I just finished reading Tucker Carlson’s new book “Ship of Fools,” a broadside against America’s self-serving ruling class. As Carlson demonstrates over and over again, elites love to lecture ignorant hillbillies in flyover country about our lack of appreciation for “diversity.” In fact, elites are downright obsessed with “diversity.”
But how diverse is elite America?
“The Democratic Party is now the party of the rich,” Carlson writes. “Eight of America’s ten most affluent counties voted for Hillary Clinton in 2016…in Fairfield County, Connecticut, the hedge fund capital of the world, Hillary won by nearly 20 points. In Nantucket, she won by more than 30 points…in Marin County, the privileged enclave across the Golden Gate from San Francisco, Clinton’s margin was greater than 50 points.”
Hillary Clinton outraised Donald Trump 20-to-1 among America’s billionaires. Employees of the wealthiest corporations in America—Google, Facebook, Apple, Microsoft, and Amazon—donated to Hillary Clinton over Donald Trump by a margin of 60 to 1.
Liberal elites love to sneer at the term “liberal elites,” closing it inside mandatory square quotes. That’s because they know, deep down, that no one experiences less diversity in their daily lives than they do. They don’t take the subway or the bus, their kids don’t go to public schools, and they don’t shop at Costco or Dollar Tree. They have no experience with the issues they claim to care so much about—like police brutality—because they live in gated neighborhoods with private security, and don’t drive the beat-up cars that often trigger police profiling. Needless to say, they have no idea what it’s like to work for $15 an hour—much less $8 or $9.
Recommended
So they obsess about the only type of “diversity” they encounter in the elite bubble: the diversity of skin colors and sexual preferences among their fellow rich kids.
“The ruling class’s insistent defense of ‘equality’ is a way of freeing themselves from any real duties to the lower classes, which are increasingly out of geographical sight and mind,” Carlson quotes Notre Dame professor Patrick Deneen as saying.
Taking politically correct stances on transgender bathrooms and “climate change” is a way for elite Americans to feel good about themselves while ignoring the social-justice issues right under their noses. This is because elites—especially corporate elites—benefit from the quiet exploitation of people who don’t have the social clout to complain. Take Apple, for example.
However, they have the values of nineteenth-century Robber Barons when it comes to the third-world peasants toiling in their factories. Apple products are manufactured in China by Foxconn, a Taiwanese company that pays people $2 a day to assemble iPhones.
“Some workers have reported being forced to stand for twenty-four hours at a time.
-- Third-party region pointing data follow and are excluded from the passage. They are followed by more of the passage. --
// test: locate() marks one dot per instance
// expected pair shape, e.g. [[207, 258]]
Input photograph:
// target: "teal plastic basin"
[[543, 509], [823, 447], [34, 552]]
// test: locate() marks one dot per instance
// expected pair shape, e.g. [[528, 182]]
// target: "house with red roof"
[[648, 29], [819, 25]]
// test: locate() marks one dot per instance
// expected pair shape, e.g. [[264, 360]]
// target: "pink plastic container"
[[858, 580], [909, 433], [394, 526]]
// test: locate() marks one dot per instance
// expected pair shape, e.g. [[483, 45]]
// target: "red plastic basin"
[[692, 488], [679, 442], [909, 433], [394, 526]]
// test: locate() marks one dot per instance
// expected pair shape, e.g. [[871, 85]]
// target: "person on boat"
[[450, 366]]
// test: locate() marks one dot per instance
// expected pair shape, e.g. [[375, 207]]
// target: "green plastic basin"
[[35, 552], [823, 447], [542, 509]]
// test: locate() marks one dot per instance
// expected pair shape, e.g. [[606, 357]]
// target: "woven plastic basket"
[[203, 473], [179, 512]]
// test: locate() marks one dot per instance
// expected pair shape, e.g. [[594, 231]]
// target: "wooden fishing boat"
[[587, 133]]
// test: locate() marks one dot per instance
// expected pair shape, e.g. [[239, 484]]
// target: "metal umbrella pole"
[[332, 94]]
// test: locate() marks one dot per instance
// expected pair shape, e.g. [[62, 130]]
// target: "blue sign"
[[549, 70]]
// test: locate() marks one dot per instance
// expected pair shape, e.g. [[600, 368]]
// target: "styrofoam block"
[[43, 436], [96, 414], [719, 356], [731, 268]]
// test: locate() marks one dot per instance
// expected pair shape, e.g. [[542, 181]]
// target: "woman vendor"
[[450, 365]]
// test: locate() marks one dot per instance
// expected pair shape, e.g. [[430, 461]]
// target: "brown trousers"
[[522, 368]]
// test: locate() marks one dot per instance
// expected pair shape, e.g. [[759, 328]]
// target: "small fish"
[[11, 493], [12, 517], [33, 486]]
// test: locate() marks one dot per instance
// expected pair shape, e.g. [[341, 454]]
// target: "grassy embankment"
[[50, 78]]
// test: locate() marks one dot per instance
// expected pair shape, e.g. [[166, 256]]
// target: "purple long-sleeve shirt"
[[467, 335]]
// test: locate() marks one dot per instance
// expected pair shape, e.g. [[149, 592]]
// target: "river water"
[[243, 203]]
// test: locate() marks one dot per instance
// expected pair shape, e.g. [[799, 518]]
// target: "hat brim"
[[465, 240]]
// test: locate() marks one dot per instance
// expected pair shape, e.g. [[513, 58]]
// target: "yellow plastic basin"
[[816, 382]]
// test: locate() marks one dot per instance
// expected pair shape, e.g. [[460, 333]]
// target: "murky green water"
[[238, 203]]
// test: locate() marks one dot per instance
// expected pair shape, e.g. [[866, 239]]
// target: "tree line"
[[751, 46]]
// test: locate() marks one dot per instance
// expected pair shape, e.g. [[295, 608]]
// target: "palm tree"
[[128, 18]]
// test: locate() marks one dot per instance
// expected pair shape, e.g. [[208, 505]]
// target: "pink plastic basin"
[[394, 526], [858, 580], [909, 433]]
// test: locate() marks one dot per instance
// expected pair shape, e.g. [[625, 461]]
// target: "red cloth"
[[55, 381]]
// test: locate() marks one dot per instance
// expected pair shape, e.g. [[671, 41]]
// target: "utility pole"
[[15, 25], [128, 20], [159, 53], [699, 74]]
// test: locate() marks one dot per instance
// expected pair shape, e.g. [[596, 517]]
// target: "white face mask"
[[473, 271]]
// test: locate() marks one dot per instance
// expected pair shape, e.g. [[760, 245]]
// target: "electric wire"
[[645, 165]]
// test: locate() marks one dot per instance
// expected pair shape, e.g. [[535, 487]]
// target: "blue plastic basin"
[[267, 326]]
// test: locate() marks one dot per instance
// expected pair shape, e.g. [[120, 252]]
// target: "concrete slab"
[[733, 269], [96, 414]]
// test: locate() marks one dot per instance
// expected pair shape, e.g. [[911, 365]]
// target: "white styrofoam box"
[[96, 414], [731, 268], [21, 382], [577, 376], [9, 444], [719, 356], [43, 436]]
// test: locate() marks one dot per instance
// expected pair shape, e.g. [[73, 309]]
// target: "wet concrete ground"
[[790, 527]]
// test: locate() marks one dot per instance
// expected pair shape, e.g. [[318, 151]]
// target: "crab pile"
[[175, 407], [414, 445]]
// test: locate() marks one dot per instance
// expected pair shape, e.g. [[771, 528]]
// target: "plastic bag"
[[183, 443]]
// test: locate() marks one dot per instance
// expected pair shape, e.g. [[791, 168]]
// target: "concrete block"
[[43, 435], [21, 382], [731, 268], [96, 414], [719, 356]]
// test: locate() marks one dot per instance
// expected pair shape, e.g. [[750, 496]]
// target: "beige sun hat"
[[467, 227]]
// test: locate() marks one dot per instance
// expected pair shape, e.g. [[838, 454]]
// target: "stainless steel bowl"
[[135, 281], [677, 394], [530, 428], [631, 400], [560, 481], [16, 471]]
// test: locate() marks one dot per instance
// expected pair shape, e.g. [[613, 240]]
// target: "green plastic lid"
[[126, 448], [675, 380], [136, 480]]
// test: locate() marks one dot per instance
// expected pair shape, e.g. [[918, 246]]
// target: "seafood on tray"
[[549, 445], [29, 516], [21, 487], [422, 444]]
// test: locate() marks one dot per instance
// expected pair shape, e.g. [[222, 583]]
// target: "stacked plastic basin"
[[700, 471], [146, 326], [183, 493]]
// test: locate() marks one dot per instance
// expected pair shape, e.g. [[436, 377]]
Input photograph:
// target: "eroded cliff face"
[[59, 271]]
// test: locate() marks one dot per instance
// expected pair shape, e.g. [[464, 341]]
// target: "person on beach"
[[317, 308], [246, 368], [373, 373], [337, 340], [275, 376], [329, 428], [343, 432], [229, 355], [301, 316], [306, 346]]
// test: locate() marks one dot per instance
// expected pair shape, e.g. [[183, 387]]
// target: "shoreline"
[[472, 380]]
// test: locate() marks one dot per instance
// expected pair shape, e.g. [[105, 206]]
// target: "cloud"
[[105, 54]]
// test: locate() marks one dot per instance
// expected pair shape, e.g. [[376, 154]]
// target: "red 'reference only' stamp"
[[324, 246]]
Others say they are beaten by their supervisors,” Carlson writes. In 2010, they began committing mass suicide in protest—a story the American media studiously ignored. White liberals didn’t launch Twitter hashtags or Facebook campaigns in solidarity with Foxconn workers assembling iPhones in brutal conditions. Nobody cared—because Apple, as Carlson writes, “has purchased indulgences from the church of cultural liberalism.”
“Apple has a gay CEO with fashionable social views,” he writes. “The company issues statements about green energy and protested the Trump administration’s immigration policies. The company is progressive in ways that matter in Brooklyn.”
Being progressive in ways that matter in elite America means flagellating yourself for your “white privilege,” while ignoring the fact that everyone you interact with is privileged, period. In 2015, The New York Times published an unintentionally comical article titled “At New York Private Schools, Challenging White Privilege From the Inside.”
“On a recent morning, 20 or so high school students, most of them white, milled about the meetinghouse at Friends Seminary, a private school in Manhattan. They were trying to unload on their classmates slips of paper on which they had jotted down words related to the topic ‘Things I don’t want to be called’…Several girls tried get to rid of ‘ditsy.’ A sophomore in jeans and a gray hoodie who identifies as Asian-American was seeking to unload ‘minority,” the Times reported.
“And several white students, including a long-limbed girl in a checkered lumberjack shirt, wanted to get rid of ‘privileged,’” the article continued. “’It’s just a very strong word to use,’ the last girl said. ‘I don’t want to be identified with that just because my parents can afford things. I think it has a negative connotation.’”
This article was, sadly, not satire. The Times described this vapid absurdity as “part of a new wave of diversity efforts that some of the city’s most elite private schools are undertaking.”
This is what “diversity” means in elite America. Elites claim to deeply value equality for gay people, women, immigrants, and “people of color”—but only as long as those people can pony up the private school tuition and country club fees. Of course, a rainbow of skin tones, genders, and nationalities isn’t very “diverse” if everyone in the room lives in Pacific Heights and went to Stanford.
That’s not diversity. That’s surrounding yourself with people exactly like you. In a glaring display of psychological projection, elites accuse narrow-minded Americans in flyover country of doing exactly that.
Elite America is a “Ship of Fools,” indeed.